[WIP] transform Stochastic into StochasticState

ValerianRey · ValerianRey · commit 1d85ba486929 · 2026-04-17T14:00:08.000+02:00
diff --git a/src/torchjd/aggregation/_mixins.py b/src/torchjd/aggregation/_mixins.py
@@ -22,25 +22,17 @@ def reset(self) -> None:
         """Resets the internal state :math:`s_0`."""
 
 
-class Stochastic(Stateful, ABC):
+class StochasticState(Stateful):
     r"""
-    Stateful mixin that represents mappings that have inherent randomness.

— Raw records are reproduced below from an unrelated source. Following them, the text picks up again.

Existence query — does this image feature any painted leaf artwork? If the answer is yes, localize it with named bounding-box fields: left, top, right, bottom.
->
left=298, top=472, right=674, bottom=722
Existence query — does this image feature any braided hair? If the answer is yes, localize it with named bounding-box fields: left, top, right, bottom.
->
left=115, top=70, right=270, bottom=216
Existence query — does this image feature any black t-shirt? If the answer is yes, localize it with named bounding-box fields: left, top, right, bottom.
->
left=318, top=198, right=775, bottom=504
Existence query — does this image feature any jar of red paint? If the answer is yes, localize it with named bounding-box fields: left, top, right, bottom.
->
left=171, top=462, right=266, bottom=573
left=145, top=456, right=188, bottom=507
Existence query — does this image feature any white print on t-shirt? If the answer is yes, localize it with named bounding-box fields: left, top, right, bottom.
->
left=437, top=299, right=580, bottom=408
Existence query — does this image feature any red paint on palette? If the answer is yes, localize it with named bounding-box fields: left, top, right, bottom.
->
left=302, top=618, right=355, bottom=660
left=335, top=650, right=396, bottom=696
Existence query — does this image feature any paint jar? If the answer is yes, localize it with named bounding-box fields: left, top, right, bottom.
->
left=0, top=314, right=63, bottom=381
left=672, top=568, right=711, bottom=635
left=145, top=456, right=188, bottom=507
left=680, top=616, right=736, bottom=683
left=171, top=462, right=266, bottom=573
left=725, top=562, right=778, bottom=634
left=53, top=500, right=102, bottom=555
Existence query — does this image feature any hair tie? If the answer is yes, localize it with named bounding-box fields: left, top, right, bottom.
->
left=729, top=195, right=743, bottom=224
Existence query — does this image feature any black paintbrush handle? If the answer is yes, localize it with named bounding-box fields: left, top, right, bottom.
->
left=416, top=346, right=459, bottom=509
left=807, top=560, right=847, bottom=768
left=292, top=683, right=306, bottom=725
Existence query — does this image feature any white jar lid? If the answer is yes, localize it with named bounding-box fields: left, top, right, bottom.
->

+    State respresenting stochasticity.
 
-    Internally, a ``Stochastic`` mapping holds a :class:`torch.Generator` that serves as an
-    independent random number stream. Implementing classes must pass this generator to all torch
-    random functions via their ``generator`` argument, e.g.:
-
-    .. code-block:: python
-
-        torch.rand(n, generator=self.generator)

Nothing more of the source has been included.